US Job Recovery Needs the Help of Angels
As we’ve written before, large corporations, especially the kind that have been first in line for bailouts, are not the economy’s main source of new job creation. Instead, start ups and entrepreneurial companies contribute most to adding new jobs in the sectors of the US economy where there are growing markets and emerging opportunities.
These young businesses will also have to be a leading force in any recovery that actually includes increased employment… unlike the current “recovery.” That being the case, the best way to lay the foundation for job growth is through investment in new businesses, often accomplished through angel investors.
According to BusinessWeek:
“These are mostly entrepreneurs and former entrepreneurs who invest in bootstrap companies too young and raw to attract attention and money from professional venture capitalists. Unlike venture capitalists that manage funds of money raised largely from such institutional investors as pension funds, angels risk their own money. Angels are in the vanguard of financing entrepreneurship and innovation and when an investment pays off, venture capitalists come in to further build up the company. Angels fund real companies. They don’t create collateralized debt obligations. (Some would argue that those complex financial instruments were the handiwork of the angels’ opposite numbers.)
“A number of well-known companies got their start with angel money. An Intel executive and shareholder put $91,000 in seed money into fledgling Apple. A dozen angels invested $1.2 million into Amazon.com after founder Jeff Bezos was turned down by venture funds. Perhaps the most famous angel stake in recent years was the $100,000 that Sun Microsystems founder Andrew Bechtolsheim invested in Google. The money let founders Larry Page and Sergey Brin move out of their Stanford University dorm rooms and market their search engine product. Many of Google’s newly minted millionaires are now trying their hands at angel investing. ‘It’s entrepreneurs looking to play with house money, make some more money, and help out other entrepreneurs,’ says Gary Smaby, a Minneapolis-based venture capitalist and sometime angel.”

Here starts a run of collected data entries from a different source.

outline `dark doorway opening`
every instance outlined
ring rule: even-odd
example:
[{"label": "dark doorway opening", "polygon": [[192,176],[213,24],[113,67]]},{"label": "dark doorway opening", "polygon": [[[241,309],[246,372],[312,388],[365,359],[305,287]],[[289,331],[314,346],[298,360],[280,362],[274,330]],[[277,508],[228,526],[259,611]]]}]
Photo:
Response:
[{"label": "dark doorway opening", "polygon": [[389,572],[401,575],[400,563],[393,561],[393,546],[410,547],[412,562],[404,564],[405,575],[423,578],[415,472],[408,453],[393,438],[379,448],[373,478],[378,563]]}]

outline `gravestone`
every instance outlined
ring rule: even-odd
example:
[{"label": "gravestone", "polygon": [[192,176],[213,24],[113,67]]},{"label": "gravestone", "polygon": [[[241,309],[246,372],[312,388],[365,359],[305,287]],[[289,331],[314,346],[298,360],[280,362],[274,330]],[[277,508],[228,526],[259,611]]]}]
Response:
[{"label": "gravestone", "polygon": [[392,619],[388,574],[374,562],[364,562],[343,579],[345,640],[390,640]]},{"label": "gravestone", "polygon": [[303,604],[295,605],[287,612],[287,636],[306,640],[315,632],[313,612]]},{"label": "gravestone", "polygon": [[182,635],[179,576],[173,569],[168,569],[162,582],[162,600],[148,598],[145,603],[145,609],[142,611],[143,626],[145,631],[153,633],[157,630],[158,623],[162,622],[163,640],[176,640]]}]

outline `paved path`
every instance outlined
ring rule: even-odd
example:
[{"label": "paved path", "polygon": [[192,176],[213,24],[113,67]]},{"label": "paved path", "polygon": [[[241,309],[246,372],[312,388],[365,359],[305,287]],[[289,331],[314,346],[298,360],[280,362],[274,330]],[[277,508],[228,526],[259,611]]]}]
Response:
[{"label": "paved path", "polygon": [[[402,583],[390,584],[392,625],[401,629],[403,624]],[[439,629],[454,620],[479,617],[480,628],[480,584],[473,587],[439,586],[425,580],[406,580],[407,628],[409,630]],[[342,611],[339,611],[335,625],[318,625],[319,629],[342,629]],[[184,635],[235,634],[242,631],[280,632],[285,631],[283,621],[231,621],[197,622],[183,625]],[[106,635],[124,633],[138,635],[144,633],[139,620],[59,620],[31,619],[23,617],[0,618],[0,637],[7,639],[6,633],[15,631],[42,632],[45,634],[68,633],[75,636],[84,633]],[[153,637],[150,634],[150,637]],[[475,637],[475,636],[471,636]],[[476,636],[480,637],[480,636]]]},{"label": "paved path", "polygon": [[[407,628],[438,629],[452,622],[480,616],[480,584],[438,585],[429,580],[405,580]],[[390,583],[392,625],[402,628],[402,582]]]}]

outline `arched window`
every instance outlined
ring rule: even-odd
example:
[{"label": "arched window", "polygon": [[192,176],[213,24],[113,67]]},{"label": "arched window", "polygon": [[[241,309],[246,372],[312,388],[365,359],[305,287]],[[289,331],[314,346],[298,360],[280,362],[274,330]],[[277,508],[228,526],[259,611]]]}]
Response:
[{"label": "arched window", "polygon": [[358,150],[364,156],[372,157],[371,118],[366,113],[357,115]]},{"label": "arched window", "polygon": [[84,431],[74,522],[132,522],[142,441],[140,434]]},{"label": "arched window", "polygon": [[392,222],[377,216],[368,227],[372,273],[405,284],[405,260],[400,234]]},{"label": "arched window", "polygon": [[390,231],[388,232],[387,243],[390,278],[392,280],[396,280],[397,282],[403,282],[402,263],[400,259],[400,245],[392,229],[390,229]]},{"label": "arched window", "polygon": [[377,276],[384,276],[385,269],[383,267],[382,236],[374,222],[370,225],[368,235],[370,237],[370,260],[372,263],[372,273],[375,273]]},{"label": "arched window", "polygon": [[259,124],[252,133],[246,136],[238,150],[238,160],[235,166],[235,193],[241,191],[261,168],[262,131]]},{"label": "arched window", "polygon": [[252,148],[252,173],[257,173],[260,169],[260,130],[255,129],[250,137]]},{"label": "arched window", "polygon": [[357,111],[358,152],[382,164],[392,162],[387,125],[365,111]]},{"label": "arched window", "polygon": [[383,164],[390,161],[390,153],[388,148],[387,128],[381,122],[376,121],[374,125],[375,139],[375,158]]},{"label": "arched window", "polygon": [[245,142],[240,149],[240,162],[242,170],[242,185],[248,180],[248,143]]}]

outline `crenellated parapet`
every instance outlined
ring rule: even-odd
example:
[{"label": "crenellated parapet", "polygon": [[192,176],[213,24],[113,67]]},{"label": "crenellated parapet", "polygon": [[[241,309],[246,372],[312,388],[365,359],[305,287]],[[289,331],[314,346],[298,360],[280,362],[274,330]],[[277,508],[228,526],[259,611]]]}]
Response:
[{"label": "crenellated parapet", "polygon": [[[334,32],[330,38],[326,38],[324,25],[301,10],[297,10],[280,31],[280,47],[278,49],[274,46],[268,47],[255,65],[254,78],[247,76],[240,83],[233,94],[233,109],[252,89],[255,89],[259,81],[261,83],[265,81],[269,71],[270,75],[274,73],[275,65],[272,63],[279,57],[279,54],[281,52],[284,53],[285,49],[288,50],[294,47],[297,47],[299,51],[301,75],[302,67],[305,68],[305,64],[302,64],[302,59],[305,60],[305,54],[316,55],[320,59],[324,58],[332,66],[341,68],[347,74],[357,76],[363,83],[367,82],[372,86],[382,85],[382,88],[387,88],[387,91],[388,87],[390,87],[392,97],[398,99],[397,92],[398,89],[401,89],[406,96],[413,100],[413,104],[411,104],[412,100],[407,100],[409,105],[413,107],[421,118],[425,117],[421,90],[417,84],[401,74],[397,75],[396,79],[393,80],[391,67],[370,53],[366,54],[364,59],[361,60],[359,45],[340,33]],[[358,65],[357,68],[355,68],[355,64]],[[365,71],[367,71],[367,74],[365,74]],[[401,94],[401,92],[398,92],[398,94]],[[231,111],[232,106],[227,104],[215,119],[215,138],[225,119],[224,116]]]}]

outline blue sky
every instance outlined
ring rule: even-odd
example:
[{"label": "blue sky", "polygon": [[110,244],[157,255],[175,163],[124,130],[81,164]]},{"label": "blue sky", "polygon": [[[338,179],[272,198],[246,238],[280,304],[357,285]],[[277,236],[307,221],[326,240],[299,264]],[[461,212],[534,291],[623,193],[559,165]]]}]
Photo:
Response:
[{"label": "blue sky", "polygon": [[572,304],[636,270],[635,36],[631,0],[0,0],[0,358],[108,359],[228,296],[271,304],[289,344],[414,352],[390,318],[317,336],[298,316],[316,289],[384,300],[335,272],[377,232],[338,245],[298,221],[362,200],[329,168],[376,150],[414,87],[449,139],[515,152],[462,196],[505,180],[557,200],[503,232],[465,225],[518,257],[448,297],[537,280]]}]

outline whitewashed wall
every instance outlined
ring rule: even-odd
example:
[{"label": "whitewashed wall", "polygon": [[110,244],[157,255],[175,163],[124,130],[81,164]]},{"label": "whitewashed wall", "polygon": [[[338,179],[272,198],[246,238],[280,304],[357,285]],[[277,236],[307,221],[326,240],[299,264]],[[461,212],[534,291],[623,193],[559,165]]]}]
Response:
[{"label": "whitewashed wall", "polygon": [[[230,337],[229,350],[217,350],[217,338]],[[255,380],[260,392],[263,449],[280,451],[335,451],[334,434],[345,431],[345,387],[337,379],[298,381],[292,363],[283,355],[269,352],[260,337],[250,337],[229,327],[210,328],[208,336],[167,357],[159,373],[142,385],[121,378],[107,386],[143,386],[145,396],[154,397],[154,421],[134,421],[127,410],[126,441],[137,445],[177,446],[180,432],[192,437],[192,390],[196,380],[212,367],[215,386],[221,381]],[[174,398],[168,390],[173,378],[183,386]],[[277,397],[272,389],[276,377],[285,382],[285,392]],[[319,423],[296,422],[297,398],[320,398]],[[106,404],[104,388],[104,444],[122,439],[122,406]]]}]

But before you begin to feel warm and fuzzy inside, and optimistic about job growth… consider the latest problem. Unsurprisingly, lawmakers are finding ways to torpedo this key source of new employment. Senator Dodd’s (D-CT) new financial reform bill, the one being debated now, would make it much harder for angel investors and entrepreneurs to come together.
Again, from BusinessWeek:
“A bigger problem is that a section of the reform bill from Senator Chris Dodd (D.-Conn.) has three provisions that, taken altogether, could dampen angel investing far more than the Great Recession did. Currently, fledgling companies can raise money from accredited investors—high-net-worth individuals—without regulatory approval. The Dodd bill would require money-raising startups to register with the SEC, which would get 120 days to review the filing. The wealth and income baselines for angels would also double. The bill proposes revoking the rule that allows angels to follow federal regulations, rather than various state rules, in funding companies.”
The bill would make it mandatory for even small start-ups to register with the SEC before being able to get any seed money. In the fast-paced life of a cash-strapped start up, four months of unnecessary administration and paperwork is unlikely to offer any sort of competitive advantage. In fact, it’s possible that that kind of hold up could decide the success or failure of a budding new business. If government regulation manages to creep into stifling the entrepreneurial American spirit we’re bound to see a number of unintended consequences.